FaceSpeaker user documentation

This page describes the FaceSpeaker software and explains how to use it. To download and install FaceSpeaker, please refer to the download page.

Access keys

Every focusable component of the FaceSpeaker user interface has an access key (alt +a letter or symbol). This allows the user to quickly navigate the user interface without using a mouse. If the access key is pressed, focus moves to the element. In case the target element is a button the button is immediately activated and focus does not move; pressing a quick access key for a checkbox moves focus to the checkbox and toggles its state. Throughout this documentation, access keys will be listed in brackets next to each element (e.g. "trained persons list [alt + p]"). A table listing all focusable elements and their access keys can be found at the bottom of this page.

Important notes

FaceSpeaker can only recognize people optimally if at least 2 persons are in the database; by default FaceSpeaker comes trained with the author's face. On some laptops, power management software may throttle CPU speed when the machine is running on batteries to conserve power. FaceSpeaker is computationally intensive so it may not work optimally if the CPU speed is throttled. Therefore, please ensure your power scheme does not inhibit CPU performance (the easiest way to do that is to change your power scheme to "maximum performance"). FaceSpeaker does not utilize the GPU (graphics chip).

Starting FaceSpeaker

After downloading and installing FaceSpeaker, start it using the shortcut placed in the start menu's programs or apps section. The FaceSpeaker window will appear, and FaceSpeaker will say "loading data...". Once the database of trained persons has been successfully loaded, FaceSpeaker will say "initializing camera and face engine...". Once everything has been loaded and initialized, FaceSpeaker will issue a sound and say "starting capture!". The time FaceSpeaker needs to initialize depends on the number of persons in the trained persons database and the computer's performance characteristics. During the initialization process FaceSpeaker will issue a sound every 3 seconds to let the user know it is still initializing. Once FaceSpeaker is loaded, the grayscale video feed captured by the camera will be displayed in the top right part of the FaceSpeaker window.

Adding a person

To add a person to the trained persons database, enter the name of that person in the "name" textbox [alt + n] and click the "add person" button [alt + a]. FaceSpeaker will say "start training!".
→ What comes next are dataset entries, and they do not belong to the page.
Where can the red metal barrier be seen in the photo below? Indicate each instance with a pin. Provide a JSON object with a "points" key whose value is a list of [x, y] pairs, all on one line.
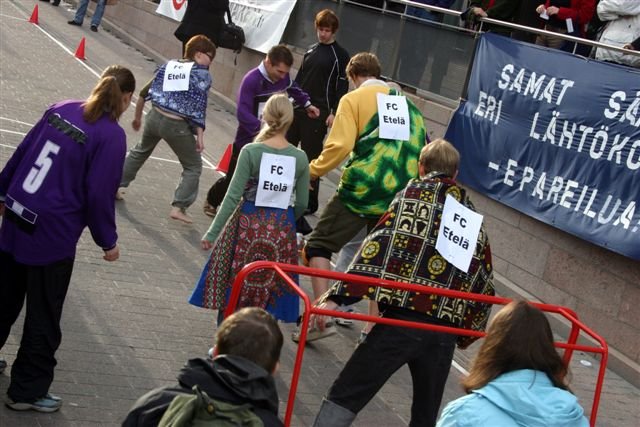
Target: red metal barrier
{"points": [[283, 269]]}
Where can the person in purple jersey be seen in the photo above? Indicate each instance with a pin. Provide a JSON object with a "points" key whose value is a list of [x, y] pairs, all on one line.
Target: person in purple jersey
{"points": [[62, 178], [271, 76]]}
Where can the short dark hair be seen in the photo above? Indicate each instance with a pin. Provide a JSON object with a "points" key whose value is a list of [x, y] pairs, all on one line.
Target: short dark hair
{"points": [[363, 64], [280, 54], [519, 337], [327, 18], [253, 334], [199, 43]]}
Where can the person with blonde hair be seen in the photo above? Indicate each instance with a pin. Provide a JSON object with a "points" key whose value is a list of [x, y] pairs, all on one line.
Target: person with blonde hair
{"points": [[61, 179], [402, 248], [517, 378], [256, 221], [239, 374], [178, 93]]}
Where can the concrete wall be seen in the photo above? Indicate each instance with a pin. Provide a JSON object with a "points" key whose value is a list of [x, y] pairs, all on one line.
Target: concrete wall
{"points": [[549, 264]]}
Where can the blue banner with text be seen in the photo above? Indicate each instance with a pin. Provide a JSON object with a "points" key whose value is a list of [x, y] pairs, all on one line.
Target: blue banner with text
{"points": [[555, 136]]}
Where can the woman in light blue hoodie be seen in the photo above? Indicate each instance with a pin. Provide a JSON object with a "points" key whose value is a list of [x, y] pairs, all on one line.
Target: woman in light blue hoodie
{"points": [[517, 378]]}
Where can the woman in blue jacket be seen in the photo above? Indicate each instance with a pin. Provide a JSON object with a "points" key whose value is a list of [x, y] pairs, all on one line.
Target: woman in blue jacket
{"points": [[517, 378]]}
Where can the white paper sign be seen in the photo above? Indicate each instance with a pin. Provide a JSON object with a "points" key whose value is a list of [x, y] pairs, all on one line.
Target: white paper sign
{"points": [[275, 184], [393, 115], [458, 233], [569, 25], [176, 76], [263, 21]]}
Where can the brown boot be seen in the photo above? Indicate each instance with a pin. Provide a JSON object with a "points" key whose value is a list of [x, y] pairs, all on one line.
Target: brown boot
{"points": [[180, 215]]}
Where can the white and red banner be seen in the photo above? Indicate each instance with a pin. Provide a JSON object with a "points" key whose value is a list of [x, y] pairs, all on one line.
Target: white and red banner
{"points": [[263, 21]]}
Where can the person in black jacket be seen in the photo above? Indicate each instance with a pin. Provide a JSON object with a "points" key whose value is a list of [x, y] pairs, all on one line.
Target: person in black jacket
{"points": [[245, 358], [202, 17], [322, 75]]}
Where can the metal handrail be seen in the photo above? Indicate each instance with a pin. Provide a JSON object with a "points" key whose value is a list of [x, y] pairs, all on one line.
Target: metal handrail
{"points": [[283, 269], [514, 26]]}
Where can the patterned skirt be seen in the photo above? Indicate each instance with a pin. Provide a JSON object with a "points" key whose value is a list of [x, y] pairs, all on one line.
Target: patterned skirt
{"points": [[251, 234]]}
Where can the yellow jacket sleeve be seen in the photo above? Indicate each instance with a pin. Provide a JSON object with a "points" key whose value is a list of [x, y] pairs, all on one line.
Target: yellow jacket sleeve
{"points": [[339, 143]]}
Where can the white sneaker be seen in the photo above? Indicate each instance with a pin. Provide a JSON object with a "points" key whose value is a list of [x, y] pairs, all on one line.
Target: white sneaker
{"points": [[341, 320], [314, 333]]}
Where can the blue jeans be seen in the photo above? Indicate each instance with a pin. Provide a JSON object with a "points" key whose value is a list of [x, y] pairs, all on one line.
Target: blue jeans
{"points": [[97, 14]]}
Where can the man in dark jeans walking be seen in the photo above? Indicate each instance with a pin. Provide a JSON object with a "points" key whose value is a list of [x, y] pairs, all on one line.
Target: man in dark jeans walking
{"points": [[402, 248], [322, 75]]}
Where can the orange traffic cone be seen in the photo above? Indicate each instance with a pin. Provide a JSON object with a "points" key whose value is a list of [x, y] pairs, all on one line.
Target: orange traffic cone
{"points": [[223, 166], [34, 15], [80, 50]]}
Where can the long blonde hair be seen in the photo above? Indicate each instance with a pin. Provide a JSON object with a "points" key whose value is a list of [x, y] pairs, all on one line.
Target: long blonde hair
{"points": [[277, 117], [107, 95]]}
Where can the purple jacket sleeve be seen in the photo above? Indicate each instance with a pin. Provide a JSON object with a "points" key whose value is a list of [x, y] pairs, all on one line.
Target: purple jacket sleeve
{"points": [[249, 89], [9, 169], [101, 183], [298, 95]]}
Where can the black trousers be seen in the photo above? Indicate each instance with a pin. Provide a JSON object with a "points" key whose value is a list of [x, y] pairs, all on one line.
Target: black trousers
{"points": [[385, 350], [309, 134], [45, 289], [216, 193]]}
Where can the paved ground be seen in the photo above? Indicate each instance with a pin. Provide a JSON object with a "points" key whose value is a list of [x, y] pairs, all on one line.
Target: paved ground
{"points": [[126, 326]]}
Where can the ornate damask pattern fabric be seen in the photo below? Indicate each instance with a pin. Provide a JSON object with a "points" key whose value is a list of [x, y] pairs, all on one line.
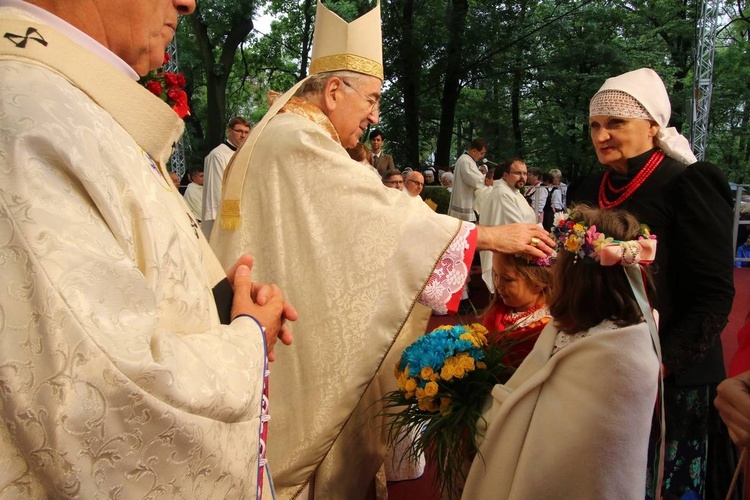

Make sure the person to be added is in front of the camera, and make sure no 2 faces are in the camera's field of vision. If FaceSpeaker detects a face in front of the camera, it will say "face found!" and begin capturing faces after a short delay. Every time a face has been added, FaceSpeaker issues a click sound. If FaceSpeaker does not detect a face in front of the camera, it will issue a sound and say "waiting..." at 3 second intervals until a face is detected in front of the camera.

After 20 faces have been added, FaceSpeaker will say "Done! Retraining face engine." When the face engine has been retrained, FaceSpeaker will issue a sound and say "starting capture!".

Recognizing persons

After FaceSpeaker has said "starting capture" and the person just added is in front of the camera, FaceSpeaker should recognize that person. When a person is recognized, FaceSpeaker first issues a short beep. It then speaks the name of the person detected. Assuming the detected person stays in front of the camera, FaceSpeaker issues a short beep after approximately one second. The pitch of that beep indicates the recognition confidence: the higher pitched the beep, the more likely it is that the person has been correctly recognized. If the second beep is not issued, it indicates the recognized person is no longer detected in front of the camera; this often suggests the recognition is not reliable. If FaceSpeaker detects an unknown face in front of the camera, it issues a long low pitched beep. sound. If FaceSpeaker detects there is no longer a face in front of the camera, it issues a long low beep to indicate this to the user.

Managing trained persons

The "Trained persons" listbox [alt + p] contains the names of all persons in the trained persons database. You can select a person and perform various actions for that person.

Adding training data

Usually, one training session is not sufficient for FaceSpeaker to reliably recognize a person under lighting conditions different from the lighting conditions at training time. If a previously trained person is misidentified or recognized as unknown, training data must be added for that person. To add training data, select the person in the trained persons listbox [alt + p] and click the "add training data" button [alt + t]. FaceSpeaker will capture and add faces in the same manner as described in the "adding a person" section, except that in a retraining session only those faces which are incorrectly recognized based on existing training data will be added. This way, the retraining procedure ensures the trained persons database will contain a broad variety of face images acquired in different situations while the database does not get filled up with a lot of duplicate images. The retraining procedure continues until 20 faces have been added or 5 faces have been captured and correctly recognized using existing training data (which suggests further retraining under current conditions is not useful).

Deleting a person

A person can be deleted by selecting his name in the "Trained persons" listbox [alt + p] and pressing the "delete person..." button [alt + d]. FaceSpeaker will display a dialogue asking the user to confirm or cancel the deletion. Press [enter] to permanently delete the selected person or press [Escape] to cancel this action.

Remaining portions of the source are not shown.